Abstract
Quantitative Lipidomics standards kits, which contain over 50 labeled molecular species across thirteen classes, provide more accurate quantitation with reduced quantitative bias. The System Suitability kit enables the user to assess the sensitivity of the assay and the reproducibility (robustness) of the platform. Also included are the SelexION Technology Tuning kit, and the QC Spike Standards kit, which contains unlabeled molecular lipid species that can be added to the QC control plasma to create a study QC sample.
Introduction
Quantitative lipid analysis has numerous challenges due to the inherent complexity of the lipidome, including high complexity, and the presence of many isobaric interferences. It has been shown also that the diversity of fatty acid chain lengths and degrees of unsaturation result in differential fragmentation efficiency which impacts quantitation.1
Traditionally a single internal standard per class had been used as a strategy in quantitating lipid molecular species, however the diversity of fatty acid chain lengths and degrees of unsaturation for molecular species that provide differential fragmentation efficiency were unaccounted for, which fundamentally impacts quantitation. The Quantitative Lipidomics Standards (QLS) kits presented here, which contain over 50 labeled molecular species across thirteen classes, neutralize this quantitative bias and allow for more accurate measurement (Figure 1).

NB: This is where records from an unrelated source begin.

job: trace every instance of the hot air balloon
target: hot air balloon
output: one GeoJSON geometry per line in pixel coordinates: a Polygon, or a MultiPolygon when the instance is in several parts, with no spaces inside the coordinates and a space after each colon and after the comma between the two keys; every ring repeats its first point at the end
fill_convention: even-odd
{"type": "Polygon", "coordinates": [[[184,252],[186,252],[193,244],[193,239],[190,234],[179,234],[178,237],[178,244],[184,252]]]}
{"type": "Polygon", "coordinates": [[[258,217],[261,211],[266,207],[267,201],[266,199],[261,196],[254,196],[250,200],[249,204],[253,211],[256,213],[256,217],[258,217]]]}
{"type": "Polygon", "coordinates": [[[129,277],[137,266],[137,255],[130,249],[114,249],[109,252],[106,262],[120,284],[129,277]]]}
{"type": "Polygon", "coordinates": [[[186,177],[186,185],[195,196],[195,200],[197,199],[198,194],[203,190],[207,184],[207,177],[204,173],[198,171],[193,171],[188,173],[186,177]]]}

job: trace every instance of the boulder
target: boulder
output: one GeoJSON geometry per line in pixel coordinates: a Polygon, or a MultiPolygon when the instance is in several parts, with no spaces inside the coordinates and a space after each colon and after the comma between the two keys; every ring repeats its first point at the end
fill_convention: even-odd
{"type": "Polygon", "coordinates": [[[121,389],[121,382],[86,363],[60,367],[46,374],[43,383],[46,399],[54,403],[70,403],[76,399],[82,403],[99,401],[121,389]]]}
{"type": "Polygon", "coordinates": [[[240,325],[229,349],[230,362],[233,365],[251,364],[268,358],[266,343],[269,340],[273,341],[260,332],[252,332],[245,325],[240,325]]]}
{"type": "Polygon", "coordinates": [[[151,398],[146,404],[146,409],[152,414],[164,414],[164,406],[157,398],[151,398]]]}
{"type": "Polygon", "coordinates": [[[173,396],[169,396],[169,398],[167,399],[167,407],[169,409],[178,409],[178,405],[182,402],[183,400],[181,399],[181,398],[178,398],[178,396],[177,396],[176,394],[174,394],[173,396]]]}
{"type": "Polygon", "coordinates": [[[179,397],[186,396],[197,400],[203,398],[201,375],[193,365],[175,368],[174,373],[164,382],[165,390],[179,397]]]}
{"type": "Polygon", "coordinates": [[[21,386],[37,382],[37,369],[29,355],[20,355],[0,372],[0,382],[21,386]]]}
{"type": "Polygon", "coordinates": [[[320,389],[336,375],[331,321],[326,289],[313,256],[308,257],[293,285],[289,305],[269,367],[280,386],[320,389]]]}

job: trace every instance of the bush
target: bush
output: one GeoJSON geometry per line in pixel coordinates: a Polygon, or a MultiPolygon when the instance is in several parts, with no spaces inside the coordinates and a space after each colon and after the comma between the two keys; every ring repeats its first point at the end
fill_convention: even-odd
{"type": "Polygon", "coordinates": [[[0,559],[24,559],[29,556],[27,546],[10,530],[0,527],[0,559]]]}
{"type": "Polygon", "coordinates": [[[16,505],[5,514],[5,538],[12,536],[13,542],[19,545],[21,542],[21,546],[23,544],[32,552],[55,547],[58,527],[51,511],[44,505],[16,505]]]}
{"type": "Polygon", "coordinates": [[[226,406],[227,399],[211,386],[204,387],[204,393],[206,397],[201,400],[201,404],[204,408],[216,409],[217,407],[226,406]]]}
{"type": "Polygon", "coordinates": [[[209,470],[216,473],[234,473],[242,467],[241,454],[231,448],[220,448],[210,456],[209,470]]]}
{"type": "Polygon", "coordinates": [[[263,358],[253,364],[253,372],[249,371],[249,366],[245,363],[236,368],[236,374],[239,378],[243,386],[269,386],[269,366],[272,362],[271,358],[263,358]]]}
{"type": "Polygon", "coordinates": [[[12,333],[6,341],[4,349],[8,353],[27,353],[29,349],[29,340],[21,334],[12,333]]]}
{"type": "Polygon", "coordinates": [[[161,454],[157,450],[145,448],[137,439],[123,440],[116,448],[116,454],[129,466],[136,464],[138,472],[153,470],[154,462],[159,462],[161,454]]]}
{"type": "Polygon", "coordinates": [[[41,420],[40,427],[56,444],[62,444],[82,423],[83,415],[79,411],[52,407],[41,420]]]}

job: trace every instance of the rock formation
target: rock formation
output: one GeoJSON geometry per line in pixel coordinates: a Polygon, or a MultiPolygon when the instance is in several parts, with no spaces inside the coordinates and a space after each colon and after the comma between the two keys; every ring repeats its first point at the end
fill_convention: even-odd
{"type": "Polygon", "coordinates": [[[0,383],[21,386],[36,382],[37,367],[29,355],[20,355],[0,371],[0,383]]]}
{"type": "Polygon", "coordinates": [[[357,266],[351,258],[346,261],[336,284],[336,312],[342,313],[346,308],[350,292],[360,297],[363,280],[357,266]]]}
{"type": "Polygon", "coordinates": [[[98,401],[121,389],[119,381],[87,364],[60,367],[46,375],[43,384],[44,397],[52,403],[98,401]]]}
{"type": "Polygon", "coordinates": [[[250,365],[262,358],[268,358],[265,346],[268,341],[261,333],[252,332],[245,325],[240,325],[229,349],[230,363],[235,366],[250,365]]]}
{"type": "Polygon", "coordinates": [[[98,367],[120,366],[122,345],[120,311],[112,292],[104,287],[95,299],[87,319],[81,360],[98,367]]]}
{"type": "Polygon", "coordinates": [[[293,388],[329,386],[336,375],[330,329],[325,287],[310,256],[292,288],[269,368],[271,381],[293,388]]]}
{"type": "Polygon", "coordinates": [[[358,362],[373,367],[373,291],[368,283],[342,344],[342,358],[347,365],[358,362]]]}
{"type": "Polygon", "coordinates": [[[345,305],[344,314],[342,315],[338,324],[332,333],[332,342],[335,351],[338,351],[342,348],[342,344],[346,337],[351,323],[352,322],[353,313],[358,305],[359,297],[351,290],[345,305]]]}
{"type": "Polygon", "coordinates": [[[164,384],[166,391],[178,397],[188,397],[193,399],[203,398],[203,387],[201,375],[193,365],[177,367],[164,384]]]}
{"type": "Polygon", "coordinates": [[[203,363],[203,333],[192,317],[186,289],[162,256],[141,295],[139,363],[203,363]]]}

In addition to the labelled internal standards, additional kits have been developed which allow a user to assess the reproducibility and sensitivity of their system before running samples. The System Suitability kit enables the user to assess the sensitivity of the assay and the reproducibility (robustness) of the platform. For quality control analysis throughout an LC-MS/MS or FIA assay or long-term study, the QC Spike standard provides a defined list of lipids to monitor and historically track instrument performance.
Conclusions
The Quantitative Lipidomics standards kits offers the following benefits:
- Comprehensive coverage across thirteen lipid classes employing over 50 internal standards, a complete and novel approach to lipid quantitation
- Enhanced specificity through enabling the use of the SelexION Technology to eliminate isobaric interferences from overlapping lipid species within the same m/z range.2 Also, the use of HILIC chromatography provides class based separation to improve confidence in identification.4
- Improved quantitation that has less bias through the application of the novel multiple labeled internal standards per class strategy.1 By employing multiple lipid internal standards per lipid class, the unequal fragmentation response from increasing chain-length and desaturation is corrected to provide accurate quantitation and improved results.
- Reproducibility and robustness can be easily monitored and recorded to provide confidence in data quality.
References
- Murphy et al. (2001) Analysis of Nonvolatile Lipids by Mass Spectrometry, Chem Rev 101, 479-526.
- Differential Mobility Separation for Improving Lipidomic Analysis by Mass Spectrometry. SCIEX technical note RUO-MKT-02-4802-A.
- Lintonen et al. (2014). Differential mobility spectrometry-driven shotgun lipidomics. Analytical Chemistry 86(19): 9662-9.
- Achieve Broad Lipid Quantitation using a High-Throughput Targeted Lipidomics Method. SCIEX technical note RUO-MKT-02-8482-B.